To identify potential immunomodulatory miRNAs, we utilized a step-wise process of (1) screening for miRNAs that are downregulated in malignant or tumor-associated immune cells relative to their normal counterparts; (2) evaluating such candidate miRNAs for their potential effects on immunosuppressive pathways; and (3) then validating the miRNA targets and testing the therapeutic effects of miRNAs in immunocompetent model systems. Because the signal transducer and activator of transcription 3 (STAT3) has been shown to play a key role in a wide variety of tumor-mediated mechanisms of immunosuppression,Citation1-Citation3 STAT3 was one of the first candidates that we assessed for potential miRNA binding. We found that miR-124 targets multiple nodes of the STAT3 signaling pathway (). In line with this notion, both the systemic administration of miR-124 or the adoptive transfer of miR-124-transfected T cells exerted potent therapeutic effects in clonotypic and genetically engineered murine models of glioblastoma and robustly enhanced immune effector responses within the tumor microenvironment. These effects were ablated in both CD4+ and CD8+ cell-depleted mice as well as in nude mice, indicating that miR-124 exerts antineoplastic activities that depends on a T cell-mediated immune response.Citation4
Figure 1. Inhibitory activity of miR-124 on multiple nodes of the STAT3 signaling pathway. Signal transducer and activator of transcription 3 (STAT3) can be activated by a variety of ligands, including interleukin-6 (IL-6) and the epidermal growth factor (EGF). miR-124 not only can downregulate signal transducers like SHC1 and STAT3, but also can occasionally inhibit the phosphorylation of mitogen-activated protein kinases 1 and 3 (MAPK1 and MAPK3), probably in a contextual fashion, when IL-6 is absent and cells are highly dependent on EGF receptor (EGFR) signaling.

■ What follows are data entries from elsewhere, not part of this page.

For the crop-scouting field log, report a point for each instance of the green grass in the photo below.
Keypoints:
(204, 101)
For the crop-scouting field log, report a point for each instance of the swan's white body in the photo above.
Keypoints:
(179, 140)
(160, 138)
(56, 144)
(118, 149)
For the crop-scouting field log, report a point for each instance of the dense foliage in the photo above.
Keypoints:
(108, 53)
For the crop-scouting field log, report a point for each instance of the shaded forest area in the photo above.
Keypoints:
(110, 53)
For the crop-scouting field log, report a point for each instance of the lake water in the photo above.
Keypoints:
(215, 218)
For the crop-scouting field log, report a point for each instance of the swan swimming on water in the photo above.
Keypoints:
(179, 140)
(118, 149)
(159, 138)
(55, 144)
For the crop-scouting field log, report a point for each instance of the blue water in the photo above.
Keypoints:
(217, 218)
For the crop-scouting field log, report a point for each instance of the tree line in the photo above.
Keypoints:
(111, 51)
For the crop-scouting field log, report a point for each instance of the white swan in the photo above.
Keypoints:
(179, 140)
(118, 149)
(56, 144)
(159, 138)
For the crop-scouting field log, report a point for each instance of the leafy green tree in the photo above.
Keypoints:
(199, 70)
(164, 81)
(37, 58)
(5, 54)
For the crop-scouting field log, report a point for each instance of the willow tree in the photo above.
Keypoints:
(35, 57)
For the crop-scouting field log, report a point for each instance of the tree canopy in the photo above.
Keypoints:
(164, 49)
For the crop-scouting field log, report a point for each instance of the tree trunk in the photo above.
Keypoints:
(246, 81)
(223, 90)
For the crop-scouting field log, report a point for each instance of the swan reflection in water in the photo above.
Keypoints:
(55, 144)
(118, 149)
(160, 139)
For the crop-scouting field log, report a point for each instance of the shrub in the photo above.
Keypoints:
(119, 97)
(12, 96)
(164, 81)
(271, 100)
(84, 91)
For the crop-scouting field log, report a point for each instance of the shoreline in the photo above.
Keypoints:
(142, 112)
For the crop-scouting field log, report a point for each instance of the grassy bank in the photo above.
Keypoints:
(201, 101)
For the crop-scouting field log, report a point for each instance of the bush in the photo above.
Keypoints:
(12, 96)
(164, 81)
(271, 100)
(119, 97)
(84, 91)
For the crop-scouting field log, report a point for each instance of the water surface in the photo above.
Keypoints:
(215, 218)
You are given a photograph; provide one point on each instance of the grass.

The concept of using miRNAs to modulate immune responses is not only centered around STAT3. We have now identified miRNAs that target transforming growth factor β receptor 1 (TGFBR1), such as miR-142–3p, which disrupts autocrine stimulation and results in the selective apoptotic demise of tumor-supportive M2 macrophages. Accordingly, miR-142–3p drives effective anticancer immune responses in established, heterogeneous, genetically engineered, high-grade glioma models.Citation5 Our strategy to identify immunomodulatory miRNAs is now being used to identify additional therapeutic molecules that may target other immunosuppressive effectors including (but not limited to) interleukin-10 (IL-10), programmed cell death 1 (PDCD1, best known as PD-1), PDCD1 ligand 1 (PDCD1L1, best known as PD-L1 or CD174), cytotoxic T-lymphocyte antigen 4 (CTLA4) and forkhead box P3 (FOXP3). There are far-reaching implications for our identification strategy, as we have demonstrated that miRNAs can reverse tumor-elicited immunosuppressive mechanisms in a therapeutically relevant fashion. Reciprocally, by screening the immune cells of patients bearing autoimmune diseases relative to those of normal subjects, miRNAs could be identified that may block pro-inflammatory responses, perhaps leading to the development of immunomodulatory agents for the treatment of multiple sclerosis, rheumatoid arthritis, psoriasis or graft rejection.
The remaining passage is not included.